В спальне она быстро разделась, стараясь производить как можно меньше шума. Алисон спала на животе, спрятав голову под подушку. Лунный свет за окном играл с листвой, отбрасывая пляшущие тени на одеяло. У изголовья были выстроены любимые игрушки Алисон — почти Ноев ковчег: лоскутный слон, плюшевая собачка с одним глазом, мохнатый черный ягненок, фиолетовый кенгуру и целый выводок медведей — их смешные, невинные очертания сторожили голову Алисон с таким серьезным видом, будто берегли ее сны, а может быть, и сами участвовали в них.

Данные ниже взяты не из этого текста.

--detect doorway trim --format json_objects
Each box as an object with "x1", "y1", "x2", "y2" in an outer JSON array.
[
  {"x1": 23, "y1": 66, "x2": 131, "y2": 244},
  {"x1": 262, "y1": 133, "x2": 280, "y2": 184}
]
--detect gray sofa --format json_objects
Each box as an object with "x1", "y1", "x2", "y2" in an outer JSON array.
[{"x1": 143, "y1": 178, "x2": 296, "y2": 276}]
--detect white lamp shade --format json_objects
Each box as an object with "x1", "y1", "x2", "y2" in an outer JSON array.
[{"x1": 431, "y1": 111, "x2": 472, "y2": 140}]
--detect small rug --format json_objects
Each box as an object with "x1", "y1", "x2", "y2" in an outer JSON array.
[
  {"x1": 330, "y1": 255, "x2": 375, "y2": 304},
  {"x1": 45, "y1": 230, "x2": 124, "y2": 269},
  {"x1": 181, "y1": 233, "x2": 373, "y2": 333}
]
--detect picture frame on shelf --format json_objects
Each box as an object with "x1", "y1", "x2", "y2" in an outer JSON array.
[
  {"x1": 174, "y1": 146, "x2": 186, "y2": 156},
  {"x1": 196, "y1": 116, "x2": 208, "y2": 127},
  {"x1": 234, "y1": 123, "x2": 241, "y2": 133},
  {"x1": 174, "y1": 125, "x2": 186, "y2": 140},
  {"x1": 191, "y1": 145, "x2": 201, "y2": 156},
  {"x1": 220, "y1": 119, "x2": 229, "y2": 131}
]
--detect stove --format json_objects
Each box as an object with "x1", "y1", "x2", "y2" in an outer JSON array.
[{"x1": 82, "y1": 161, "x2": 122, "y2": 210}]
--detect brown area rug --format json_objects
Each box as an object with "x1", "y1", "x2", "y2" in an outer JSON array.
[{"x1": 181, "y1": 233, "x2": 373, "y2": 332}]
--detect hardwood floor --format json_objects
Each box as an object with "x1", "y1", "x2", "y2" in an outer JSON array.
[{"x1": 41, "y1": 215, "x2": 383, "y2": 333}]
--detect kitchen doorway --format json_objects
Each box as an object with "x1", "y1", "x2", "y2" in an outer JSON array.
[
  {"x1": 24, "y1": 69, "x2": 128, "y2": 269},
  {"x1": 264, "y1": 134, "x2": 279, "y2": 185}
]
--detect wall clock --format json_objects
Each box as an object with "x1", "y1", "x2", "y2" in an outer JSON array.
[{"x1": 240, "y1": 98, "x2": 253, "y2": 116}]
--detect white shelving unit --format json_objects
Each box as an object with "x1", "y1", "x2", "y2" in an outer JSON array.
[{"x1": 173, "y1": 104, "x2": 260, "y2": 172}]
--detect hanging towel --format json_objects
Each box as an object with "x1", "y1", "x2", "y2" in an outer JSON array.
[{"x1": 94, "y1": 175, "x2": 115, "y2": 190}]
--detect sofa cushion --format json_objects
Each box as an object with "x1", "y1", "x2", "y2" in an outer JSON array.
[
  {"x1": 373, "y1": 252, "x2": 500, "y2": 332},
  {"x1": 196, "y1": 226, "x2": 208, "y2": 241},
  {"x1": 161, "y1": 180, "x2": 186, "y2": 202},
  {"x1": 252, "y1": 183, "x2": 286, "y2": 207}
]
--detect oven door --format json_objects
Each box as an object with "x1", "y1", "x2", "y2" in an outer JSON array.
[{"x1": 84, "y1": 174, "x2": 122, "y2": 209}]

— Ну-с, девочки и мальчики, начнем! — сказал мистер Дайл. Своим холодным светло-серым левым глазом он глядел на Харриет и Хилли, в то время как правый был устремлен в окно церкви. Благодаря стараниям энтузиастов летнего лагеря Селби воскресный класс был наполовину пуст. — Я хочу, чтобы вы все хорошенько подумали о Моисее. Скажите мне: отчего Моисей так сильно желал привести сынов Израилевых к Земле обетованной?
Молчание. Мистер Дайл обвел оценивающим, профессиональным взглядом бизнесмена скучающие маленькие лица. Какая досада — пастор не знал, что ему делать с новым зеленым автобусом, купленным на деньги прихожан, и поэтому решил начать программу обращения детей из малообеспеченных семей в лоно церкви, а именно — доставлять их по воскресеньям в просторные залы Первой баптистской церкви на урок Слова Божьего. И поэтому большинство детей, сидевших перед мистером Дайлом, были грязными, оборванными, с немытыми шеями и сопливыми носами. Все они сидели, опустив глаза в пол, поскольку сказать им было абсолютно нечего. Только Кертис Ратклифф, который родился с синдромом Дауна и был на несколько лет старше остальных детей, открыв рот, с идиотически-радостным видом глядел прямо в глаза проповеднику.